Vous ne lisez pas les programmes des candidats??Erreur fatale!!
Avec François Fillon, pas un soldat de plus pour la France
 
Peu de monde lit les programmes des candidats à la magistrature suprême. Erreur fatale !
 
 
Georges Michel
Colonel à la retraite
 
 
Peu de monde lit les programmes des candidats à la magistrature suprême. Erreur fatale ! Il en est des programmes comme des contrats d’assurance : il faudrait tout lire… C’est ainsi que je me suis intéressé au chapitre consacré à la Défense (notre assurance-vie) dans le projet pour la France de François Fillon. Intéressant…
 
Intéressant car on y lit en gros titre ce qui suit. « Les effectifs consacrés à notre défense doivent être revus à l’aune de la situation. » Soucieux de la défense de mon pays, je m’apprêterais presque, à la lecture de ce slogan, à fouiller dans mon porte-monnaie pour y tirer une pièce de deux euros…
 
Suit un état des lieux sans concession qui décrit cette lente mais inexorable dégradation de notre outil de défense depuis une dizaine d’années. Sur le plan des effectifs, notamment, François Fillon nous explique que
 
les effectifs civils et militaires consacrés à notre défense ont baissé sur les dix dernières années de 20 %. Ils sont passés pour l’ensemble du ministère de la Défense de 339.638 en 2006 à 271.534 en 2016. Cette baisse des effectifs dédiés à la Défense, a été plus forte que celle des autres administrations civiles…
Plus forte ? Doux euphémisme : entre 2007 et 2012, l’ensemble de la fonction publique d’État a vu ses effectifs fondre de – roulement de tambour – 1,7 %. Autant dire que la Défense a supporté la plus grande part de cette saignée de l’État.
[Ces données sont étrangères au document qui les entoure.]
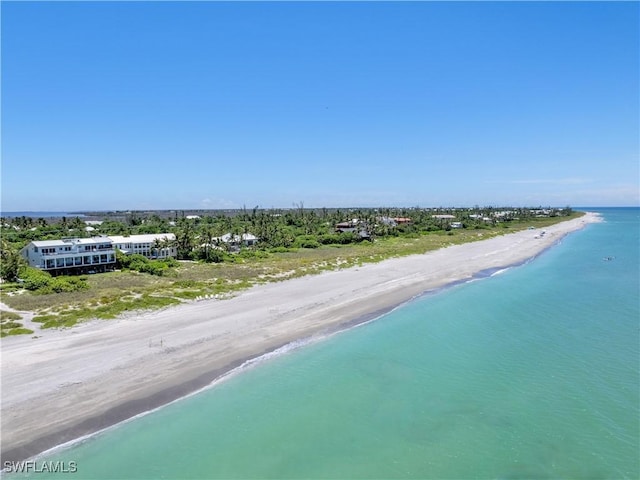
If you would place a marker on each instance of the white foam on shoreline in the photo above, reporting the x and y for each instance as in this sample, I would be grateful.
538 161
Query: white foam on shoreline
282 350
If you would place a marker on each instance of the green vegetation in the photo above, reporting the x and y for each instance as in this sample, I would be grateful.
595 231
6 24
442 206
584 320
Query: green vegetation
10 326
291 243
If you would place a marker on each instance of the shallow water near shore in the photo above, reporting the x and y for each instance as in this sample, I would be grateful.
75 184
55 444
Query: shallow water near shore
532 373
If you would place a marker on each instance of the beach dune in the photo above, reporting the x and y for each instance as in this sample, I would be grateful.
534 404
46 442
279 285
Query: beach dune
74 382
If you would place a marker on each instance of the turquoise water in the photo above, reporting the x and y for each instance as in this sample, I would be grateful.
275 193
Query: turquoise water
532 373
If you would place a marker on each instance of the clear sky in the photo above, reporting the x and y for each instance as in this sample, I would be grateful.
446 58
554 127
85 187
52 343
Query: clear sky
162 105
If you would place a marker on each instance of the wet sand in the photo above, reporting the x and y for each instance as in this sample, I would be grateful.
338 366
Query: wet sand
74 382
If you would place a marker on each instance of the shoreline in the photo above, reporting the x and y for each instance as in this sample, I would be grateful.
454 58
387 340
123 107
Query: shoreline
134 365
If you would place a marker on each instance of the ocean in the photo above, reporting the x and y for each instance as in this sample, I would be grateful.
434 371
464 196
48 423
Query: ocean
529 373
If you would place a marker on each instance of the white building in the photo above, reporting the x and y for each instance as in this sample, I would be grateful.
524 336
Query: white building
71 255
153 245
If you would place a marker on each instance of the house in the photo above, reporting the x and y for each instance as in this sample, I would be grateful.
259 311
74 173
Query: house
153 245
71 255
246 239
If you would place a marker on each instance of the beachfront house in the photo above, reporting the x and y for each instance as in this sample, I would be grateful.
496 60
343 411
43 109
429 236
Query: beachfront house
71 255
153 245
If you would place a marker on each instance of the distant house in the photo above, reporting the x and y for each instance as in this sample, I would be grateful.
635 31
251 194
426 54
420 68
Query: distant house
234 242
71 255
154 245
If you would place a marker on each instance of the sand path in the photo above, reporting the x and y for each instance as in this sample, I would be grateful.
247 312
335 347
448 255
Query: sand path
69 383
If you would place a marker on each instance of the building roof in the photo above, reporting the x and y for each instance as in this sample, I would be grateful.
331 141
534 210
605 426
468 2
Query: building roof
66 242
228 237
144 238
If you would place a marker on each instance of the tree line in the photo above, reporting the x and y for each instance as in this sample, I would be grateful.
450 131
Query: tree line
199 237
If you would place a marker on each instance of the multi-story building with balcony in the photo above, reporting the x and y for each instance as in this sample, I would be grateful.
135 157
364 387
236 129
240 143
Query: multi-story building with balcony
71 255
154 245
96 254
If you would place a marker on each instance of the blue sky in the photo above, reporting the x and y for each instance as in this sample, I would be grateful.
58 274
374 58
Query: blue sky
161 105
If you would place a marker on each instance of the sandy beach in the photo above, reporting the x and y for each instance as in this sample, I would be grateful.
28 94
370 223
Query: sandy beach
70 383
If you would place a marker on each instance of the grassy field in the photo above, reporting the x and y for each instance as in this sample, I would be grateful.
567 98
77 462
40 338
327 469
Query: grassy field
114 293
10 324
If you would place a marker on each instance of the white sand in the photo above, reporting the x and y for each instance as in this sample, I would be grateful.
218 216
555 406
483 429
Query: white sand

M. Fillon oublie aussi de préciser que, durant cette décennie 2006-2016 (de 2007 à 2012, pour être précis), il fut « responsable de la Défense nationale », en vertu de l’article 21 de la Constitution. Mais ça, c’était avant ! Avant que le Premier ministre ne devienne un collaborateur.
 
Suit une justification assez maladroite, voire malhonnête, de ces réductions d’effectifs décidées sous Nicolas Sarkozy : « Impératifs de professionnalisation » – alors que la professionnalisation s’est achevée en 2002 -, « arrivée de nouveaux matériels technologiques » – comme si la technologie expliquait tout. Et mise sur le dos des socialistes – qui n’ont pas besoin de ça !- de ces baisses d’effectifs qui auraient été conduites « sans fil directeur ». Alors que les socialistes n’ont fait que suivre ce fil directeur déroulé par le binôme Sarkozy-Fillon.
 
Toujours dans ce diagnostic clinique, François Fillon pointe du doigt « l’usure et le manque d’entraînement qui guettent nos soldats ». Entre Sentinelle, l’entraînement et les missions extérieures, certains passent près de 200 jours en dehors de chez eux et n’arrivent pas à prendre leurs congés, nous dit-il. C’est vrai, pire parfois. « Malgré leur dévouement et leur engagement, à l’évidence, ils ne pourront continuer sur ce rythme très longtemps », déclare le candidat. Comme dirait Pénélope : so what?
 
Alors, lisez-bien : « Les effectifs des armées doivent être maintenus. » En clair : vous avez du mal à accomplir votre mission, vous n’arrivez plus à vous entraîner, vous ne prenez pas toutes vos permissions ? Eh bien, rassurez-vous : si je deviens président de la République, je ne réduirai pas les effectifs des armées. Repos, vous pouvez fumer, comme on disait jadis !
 
Récemment, dans un dossier destiné aux candidats à l’élection présidentielle, d’anciens hauts responsables de la Défense ont estimé que, pour faire face aux menaces, il faudrait augmenter les effectifs, pour la seule armée de terre, d’au moins 20.000 hommes. M. Le Maire, dans son pensum de 1.000 pages – dont il s’est rapidement délesté pour rallier plus vite M. Fillon ! – allait, du reste, dans ce sens.
 
Vous l’avez compris : avec M. Fillon, pas un soldat de plus pour la France. Je garderai mes deux euros.